Il y a bien un record battu dans SCARAMOUCHE : le duel final. Le plus long jamais tourné : 6 minutes et 25 secondes, 115 plans, où Stewart Granger et Mel Ferrer ferraillent comme des diables dans le théâtre du château de Versailles : de la scène au balcon, en équilibre au-dessus des spectateurs médusés, puis dans les couloirs, les escaliers, dans la salle puis dans les coulisses. Ce morceau de bravoure ne doit pourtant pas occulter les autres qualités du film. Et en premier lieu, son scénario.
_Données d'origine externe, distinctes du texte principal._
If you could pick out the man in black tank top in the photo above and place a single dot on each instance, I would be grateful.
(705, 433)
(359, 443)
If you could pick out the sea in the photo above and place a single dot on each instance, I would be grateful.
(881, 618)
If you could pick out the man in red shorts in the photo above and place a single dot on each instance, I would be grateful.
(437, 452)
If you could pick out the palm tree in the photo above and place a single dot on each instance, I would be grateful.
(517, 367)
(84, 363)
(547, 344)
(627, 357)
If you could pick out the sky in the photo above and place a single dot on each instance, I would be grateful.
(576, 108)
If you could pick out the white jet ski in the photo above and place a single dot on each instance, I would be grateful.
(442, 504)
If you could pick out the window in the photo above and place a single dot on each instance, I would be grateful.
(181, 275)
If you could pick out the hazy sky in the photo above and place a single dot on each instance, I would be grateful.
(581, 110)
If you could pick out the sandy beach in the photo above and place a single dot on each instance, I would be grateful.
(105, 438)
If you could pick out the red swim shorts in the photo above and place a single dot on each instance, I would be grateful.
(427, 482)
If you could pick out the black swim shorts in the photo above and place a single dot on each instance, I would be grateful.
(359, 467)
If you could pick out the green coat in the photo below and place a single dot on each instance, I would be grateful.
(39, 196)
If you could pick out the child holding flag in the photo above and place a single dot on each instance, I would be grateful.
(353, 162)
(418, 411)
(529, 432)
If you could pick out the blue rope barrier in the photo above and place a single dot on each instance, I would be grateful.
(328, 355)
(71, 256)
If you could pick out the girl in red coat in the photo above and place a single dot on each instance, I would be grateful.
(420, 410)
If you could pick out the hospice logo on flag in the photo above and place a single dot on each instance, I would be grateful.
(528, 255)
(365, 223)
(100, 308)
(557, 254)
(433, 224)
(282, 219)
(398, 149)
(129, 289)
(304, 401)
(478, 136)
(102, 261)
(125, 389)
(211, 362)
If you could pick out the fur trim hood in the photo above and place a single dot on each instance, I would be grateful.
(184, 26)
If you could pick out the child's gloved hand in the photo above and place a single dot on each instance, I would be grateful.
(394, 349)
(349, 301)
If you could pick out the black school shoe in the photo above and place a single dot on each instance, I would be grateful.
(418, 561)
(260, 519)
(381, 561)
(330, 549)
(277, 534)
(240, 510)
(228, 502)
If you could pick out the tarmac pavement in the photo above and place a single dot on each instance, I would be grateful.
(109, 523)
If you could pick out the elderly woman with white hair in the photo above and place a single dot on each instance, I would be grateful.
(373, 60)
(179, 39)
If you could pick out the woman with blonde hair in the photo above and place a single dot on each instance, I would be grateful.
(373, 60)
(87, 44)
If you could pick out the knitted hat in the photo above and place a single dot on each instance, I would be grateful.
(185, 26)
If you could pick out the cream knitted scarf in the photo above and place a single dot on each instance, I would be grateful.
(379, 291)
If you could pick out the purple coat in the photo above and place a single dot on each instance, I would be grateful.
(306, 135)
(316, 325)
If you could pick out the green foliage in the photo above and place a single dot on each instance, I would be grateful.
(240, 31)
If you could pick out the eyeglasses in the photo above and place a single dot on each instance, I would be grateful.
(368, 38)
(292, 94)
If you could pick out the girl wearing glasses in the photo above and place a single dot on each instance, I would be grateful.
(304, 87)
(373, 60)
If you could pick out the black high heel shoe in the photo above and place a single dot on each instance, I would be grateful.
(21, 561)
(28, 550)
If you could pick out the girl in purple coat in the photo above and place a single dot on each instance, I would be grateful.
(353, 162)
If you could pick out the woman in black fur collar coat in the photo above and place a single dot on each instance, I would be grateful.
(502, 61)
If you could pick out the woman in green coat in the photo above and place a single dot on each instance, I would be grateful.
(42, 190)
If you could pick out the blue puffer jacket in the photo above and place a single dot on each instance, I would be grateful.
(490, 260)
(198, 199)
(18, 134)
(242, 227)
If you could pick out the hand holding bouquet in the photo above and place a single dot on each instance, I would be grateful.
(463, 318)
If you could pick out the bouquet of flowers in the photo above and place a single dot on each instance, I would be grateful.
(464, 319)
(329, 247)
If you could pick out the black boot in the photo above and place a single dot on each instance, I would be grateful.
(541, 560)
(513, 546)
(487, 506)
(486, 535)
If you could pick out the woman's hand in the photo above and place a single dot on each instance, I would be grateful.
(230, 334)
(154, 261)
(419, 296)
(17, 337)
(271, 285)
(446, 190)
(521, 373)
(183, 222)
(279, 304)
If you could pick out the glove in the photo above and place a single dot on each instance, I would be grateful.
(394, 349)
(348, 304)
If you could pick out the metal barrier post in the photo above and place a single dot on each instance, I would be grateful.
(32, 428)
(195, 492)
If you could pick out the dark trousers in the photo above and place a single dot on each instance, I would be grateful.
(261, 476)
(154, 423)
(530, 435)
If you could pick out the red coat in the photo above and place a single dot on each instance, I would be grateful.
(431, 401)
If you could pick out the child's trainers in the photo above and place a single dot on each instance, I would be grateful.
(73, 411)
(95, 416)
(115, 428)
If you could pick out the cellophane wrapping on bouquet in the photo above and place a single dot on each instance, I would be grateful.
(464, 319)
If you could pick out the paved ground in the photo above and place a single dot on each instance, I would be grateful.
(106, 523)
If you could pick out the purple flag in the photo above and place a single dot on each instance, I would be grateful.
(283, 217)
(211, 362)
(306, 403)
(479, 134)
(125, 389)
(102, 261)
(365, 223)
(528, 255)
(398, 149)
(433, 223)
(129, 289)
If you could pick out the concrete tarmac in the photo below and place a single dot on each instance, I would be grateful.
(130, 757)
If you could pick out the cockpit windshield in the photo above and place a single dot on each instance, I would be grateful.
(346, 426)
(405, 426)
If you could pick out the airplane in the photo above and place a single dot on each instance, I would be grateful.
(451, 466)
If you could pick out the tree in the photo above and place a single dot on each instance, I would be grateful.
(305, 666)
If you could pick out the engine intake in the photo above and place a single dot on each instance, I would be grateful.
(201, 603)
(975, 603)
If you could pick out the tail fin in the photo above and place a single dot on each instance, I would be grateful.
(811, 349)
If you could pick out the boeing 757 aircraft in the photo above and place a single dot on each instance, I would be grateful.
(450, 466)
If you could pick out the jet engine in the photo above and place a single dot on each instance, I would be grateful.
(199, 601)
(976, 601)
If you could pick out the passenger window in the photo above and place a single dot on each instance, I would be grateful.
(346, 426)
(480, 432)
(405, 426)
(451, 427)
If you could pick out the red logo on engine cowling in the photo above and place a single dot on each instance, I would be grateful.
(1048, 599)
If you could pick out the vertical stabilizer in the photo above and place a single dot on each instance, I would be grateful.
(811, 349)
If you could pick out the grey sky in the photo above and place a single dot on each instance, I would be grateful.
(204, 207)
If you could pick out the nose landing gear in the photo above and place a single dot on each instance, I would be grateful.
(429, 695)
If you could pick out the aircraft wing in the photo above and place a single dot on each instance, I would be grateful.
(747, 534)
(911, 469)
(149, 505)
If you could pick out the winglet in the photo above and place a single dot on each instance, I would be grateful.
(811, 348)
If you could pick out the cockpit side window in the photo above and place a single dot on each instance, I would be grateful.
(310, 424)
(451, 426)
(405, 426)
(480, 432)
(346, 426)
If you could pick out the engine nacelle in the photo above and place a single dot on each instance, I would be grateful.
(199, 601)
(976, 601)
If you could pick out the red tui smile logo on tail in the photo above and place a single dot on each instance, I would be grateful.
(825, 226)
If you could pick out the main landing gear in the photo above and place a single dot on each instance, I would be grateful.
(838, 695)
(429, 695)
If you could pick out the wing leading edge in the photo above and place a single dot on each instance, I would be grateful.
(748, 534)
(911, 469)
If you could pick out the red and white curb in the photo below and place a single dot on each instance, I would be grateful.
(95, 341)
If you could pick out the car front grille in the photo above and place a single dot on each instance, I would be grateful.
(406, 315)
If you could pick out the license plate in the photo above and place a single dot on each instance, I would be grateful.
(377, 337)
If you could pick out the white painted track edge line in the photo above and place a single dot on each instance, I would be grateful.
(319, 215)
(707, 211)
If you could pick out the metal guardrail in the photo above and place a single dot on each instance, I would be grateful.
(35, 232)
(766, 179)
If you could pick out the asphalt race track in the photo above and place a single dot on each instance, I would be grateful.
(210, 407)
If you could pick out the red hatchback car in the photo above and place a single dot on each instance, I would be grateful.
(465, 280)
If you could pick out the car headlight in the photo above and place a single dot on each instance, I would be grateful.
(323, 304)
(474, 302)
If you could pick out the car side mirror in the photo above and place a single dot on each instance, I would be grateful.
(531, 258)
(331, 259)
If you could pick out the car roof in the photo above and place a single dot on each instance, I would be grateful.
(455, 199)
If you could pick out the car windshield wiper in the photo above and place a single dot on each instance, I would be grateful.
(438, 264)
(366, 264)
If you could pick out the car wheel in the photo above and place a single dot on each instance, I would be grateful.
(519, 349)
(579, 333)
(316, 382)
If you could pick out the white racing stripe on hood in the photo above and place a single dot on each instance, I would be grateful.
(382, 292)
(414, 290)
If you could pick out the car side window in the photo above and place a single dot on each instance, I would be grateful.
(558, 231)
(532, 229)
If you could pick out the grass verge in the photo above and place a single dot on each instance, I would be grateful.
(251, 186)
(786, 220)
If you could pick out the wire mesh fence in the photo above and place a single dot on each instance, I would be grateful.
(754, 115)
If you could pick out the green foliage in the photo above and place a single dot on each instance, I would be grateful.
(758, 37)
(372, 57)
SCARAMOUCHE ressemble à une bluette mais son intrigue est beaucoup plus complexe et riche qu’on ne le pense. Le film s’ouvre avec le méchant : le marquis Noël de Maynes, joué par le distingué Mel Ferrer, aussi danseur, la démarche féline. Odieux personnage, la meilleure lame du pays, à qui Marie Antoinette confie la mission d’éliminer l’auteur de pamphlets politiques qui agit sous le pseudo de Marcus Brutus. Qui s’appelle en réalité Philippe de Valmorin. Ce dernier se planque, aidé par son ami André Moreau***. Un malheureux hasard fait se croiser Valmorin et de Maynes, qui le provoque en duel et le tue. Moreau hurle au meurtre, et c’en est un, au sens où de Maynes est bien meilleur escrimeur, et provoque volontairement ses futures victimes. Il est aussi député, c’est ainsi qu’il se débarrasse de ses adversaires politiques, « rendez-vous demain à 6 heures derrière l’église, vous me rendrez raison… ». Un pur salaud j’vous dis. André Moreau jure de se venger…    
Ce n’est que le premier degré, car il y a aussi deux personnages féminins. Aline de Gavrillac qui est promise à de Maynes mais qui succombera aux charmes d’André Moreau. Qui pense qu’elle est sa sœur alors que non… Ce qui rend jaloux Léonore, une actrice fiancée à Moreau. Et Scaramouche ? C’est un personnage et acteur de la comedia del arte, qui joue masqué pour cacher sa laideur. André Moreau va intégrer clandestinement cette troupe de théâtre, reprendre le rôle de Scaramouche, une couverture qui va lui servir à planifier sa vengeance.
La MGM a mis les petits plats dans les grands. Tout est somptueux dans ce film. La première chevauchée filmée à toutes allures en voiture travelling dans la campagne brumeuse, la rencontre d’Aline de Gavrillac et Moreau, elle, lumineuse en robe mauve à frou-frou assise au pied d’un arbre alors que sa voiture est embourbée, lui au charme ravageur faisant mine de lui lire les lignes de la main. Aline est jouée par la divine Janet Leigh (célèbre pour une douche fatale dans PSYCHOSE). Elle irradie de beauté, un peu nunuche au départ, mais son personnage s’épaissit, c’est elle qui va trouver les moyens d’éloigner de Maynes de l’Assemblée Nationale l’empêchant de décimer les députés du Tiers-Etat.  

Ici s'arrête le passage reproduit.